The Urban Heat Island effect will increase in coming decades. However, this trend is not yet taken into account in many climate model projections and is rarely factored into the criteria of urban planning, despite the forecast of a significant increase in urbanisation in the coming decades.
High-resolution modelling of solar radiation in complex environments
Building façades and roofs represent the largest proportion of sun-exposed surfaces in urban areas. The energy available at the building‘s outer envelope provides a basis to determine the energy-related processes of the building, from its solar energy harvesting potential to its cooling demand.
The module Solar Access of ENVI-met allows you to conduct a quick but comprehensive analysis of solar radiation on all building façades, taking into account the environmental factors such as vegetation.
Solar Access also generates long-term analyses of important climate parameters such as solar access and offers sophisticated three-dimensional analysis tools to calculate and trace the distribution of short-wave direct, diffuse and reflected solar radiation within the outdoor environment with a high temporal and spatial resolution.
The increase of weather extremes is considered the greatest risk of climate change. The frequency and intensity of strong wind events is increasing worldwide, but the extent to which wind dynamics cause devastating damage depends heavily on building density and building components.
ENVI-met simulations employ computational fluid dynamics (CFD) to analyse and solve problems that involve windflows in complex environments.
High-resolution simulation of the wind flow
Due to the three-dimensional structure and building arrangement within cities, it is possible to experience areas with high wind speeds and turbulent wind gusts.
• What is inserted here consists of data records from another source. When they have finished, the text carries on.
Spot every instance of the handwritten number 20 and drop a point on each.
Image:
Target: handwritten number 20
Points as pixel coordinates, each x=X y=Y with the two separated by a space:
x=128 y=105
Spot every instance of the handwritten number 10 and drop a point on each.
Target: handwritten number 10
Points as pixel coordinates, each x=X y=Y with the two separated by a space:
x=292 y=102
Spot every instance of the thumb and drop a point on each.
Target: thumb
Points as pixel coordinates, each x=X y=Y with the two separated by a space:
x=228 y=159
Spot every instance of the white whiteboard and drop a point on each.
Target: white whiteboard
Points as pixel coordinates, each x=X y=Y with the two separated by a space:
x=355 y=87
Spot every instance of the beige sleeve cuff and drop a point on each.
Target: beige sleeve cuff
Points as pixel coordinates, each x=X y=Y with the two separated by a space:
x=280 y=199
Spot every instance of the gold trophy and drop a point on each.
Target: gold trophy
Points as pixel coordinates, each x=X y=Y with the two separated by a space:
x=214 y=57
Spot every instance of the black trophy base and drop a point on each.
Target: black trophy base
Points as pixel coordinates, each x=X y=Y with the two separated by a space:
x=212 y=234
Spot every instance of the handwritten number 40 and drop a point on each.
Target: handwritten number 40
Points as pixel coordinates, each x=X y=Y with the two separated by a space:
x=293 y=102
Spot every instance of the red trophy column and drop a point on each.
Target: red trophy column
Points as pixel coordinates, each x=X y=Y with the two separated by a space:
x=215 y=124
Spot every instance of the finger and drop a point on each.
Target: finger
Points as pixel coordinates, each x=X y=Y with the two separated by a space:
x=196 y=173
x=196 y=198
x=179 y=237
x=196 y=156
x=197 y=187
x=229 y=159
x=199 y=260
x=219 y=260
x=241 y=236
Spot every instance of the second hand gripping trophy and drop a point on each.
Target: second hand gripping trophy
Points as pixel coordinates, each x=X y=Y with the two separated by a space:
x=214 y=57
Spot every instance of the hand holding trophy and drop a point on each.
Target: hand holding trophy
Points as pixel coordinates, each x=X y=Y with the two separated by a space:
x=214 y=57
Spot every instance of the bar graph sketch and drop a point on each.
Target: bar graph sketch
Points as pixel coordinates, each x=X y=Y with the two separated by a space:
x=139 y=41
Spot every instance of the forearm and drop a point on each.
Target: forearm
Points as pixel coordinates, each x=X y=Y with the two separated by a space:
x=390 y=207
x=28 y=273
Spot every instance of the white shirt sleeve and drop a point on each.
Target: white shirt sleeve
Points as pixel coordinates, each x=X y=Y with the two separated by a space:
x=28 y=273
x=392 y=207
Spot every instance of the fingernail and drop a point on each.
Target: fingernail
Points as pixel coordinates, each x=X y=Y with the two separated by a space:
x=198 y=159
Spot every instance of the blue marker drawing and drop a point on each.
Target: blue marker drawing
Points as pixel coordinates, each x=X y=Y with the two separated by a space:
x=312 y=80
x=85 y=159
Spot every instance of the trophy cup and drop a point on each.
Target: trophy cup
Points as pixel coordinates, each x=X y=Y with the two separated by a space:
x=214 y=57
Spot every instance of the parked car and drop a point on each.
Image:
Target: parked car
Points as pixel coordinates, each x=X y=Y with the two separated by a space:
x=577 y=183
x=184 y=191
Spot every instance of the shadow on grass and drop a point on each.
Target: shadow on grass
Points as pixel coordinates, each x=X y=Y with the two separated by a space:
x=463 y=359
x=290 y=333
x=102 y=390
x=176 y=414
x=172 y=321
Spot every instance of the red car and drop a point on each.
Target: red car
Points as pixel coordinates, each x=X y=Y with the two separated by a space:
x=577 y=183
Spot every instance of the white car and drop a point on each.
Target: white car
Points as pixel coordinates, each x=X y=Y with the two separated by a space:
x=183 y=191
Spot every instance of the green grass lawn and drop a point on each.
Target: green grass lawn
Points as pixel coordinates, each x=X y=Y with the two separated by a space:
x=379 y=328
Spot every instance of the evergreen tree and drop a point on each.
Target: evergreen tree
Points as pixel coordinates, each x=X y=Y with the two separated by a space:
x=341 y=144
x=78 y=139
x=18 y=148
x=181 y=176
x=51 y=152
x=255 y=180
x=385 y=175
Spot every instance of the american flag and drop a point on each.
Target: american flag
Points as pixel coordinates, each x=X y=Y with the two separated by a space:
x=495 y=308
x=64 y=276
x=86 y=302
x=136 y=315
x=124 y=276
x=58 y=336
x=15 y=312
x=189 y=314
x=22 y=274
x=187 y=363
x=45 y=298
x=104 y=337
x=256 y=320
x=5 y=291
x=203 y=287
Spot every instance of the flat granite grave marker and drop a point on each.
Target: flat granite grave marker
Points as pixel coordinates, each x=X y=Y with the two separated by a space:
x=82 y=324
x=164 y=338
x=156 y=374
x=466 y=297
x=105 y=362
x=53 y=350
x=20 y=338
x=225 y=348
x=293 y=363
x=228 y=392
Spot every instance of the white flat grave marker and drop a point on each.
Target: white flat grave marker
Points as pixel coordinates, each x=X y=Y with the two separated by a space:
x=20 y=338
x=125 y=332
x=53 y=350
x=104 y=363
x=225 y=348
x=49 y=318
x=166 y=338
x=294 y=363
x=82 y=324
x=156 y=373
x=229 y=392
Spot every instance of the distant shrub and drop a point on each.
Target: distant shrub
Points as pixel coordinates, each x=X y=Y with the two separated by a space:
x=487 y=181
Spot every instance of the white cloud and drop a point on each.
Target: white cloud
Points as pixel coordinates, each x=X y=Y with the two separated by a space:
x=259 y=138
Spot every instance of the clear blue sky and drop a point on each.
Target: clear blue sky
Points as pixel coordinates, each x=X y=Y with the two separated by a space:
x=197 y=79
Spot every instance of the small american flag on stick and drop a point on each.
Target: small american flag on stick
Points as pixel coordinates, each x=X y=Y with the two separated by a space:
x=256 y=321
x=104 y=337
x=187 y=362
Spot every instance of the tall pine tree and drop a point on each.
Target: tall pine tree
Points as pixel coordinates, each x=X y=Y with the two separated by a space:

The opposite situation can be found in the immediate vicinity of those areas. Zones with very low wind speed and stagnating air masses can increase the effect of heat stress, the accumulation of pollutants and promote the development of pest species in vegetation.
The wind pattern at the building canvas is an important parameter for all energetic exchange processes and for the calculation of wind loads. The three-dimensional flow model of ENVI-met allows you to conduct a detailed simulation of the flow patterns at the building facade – including the impact of facade greening.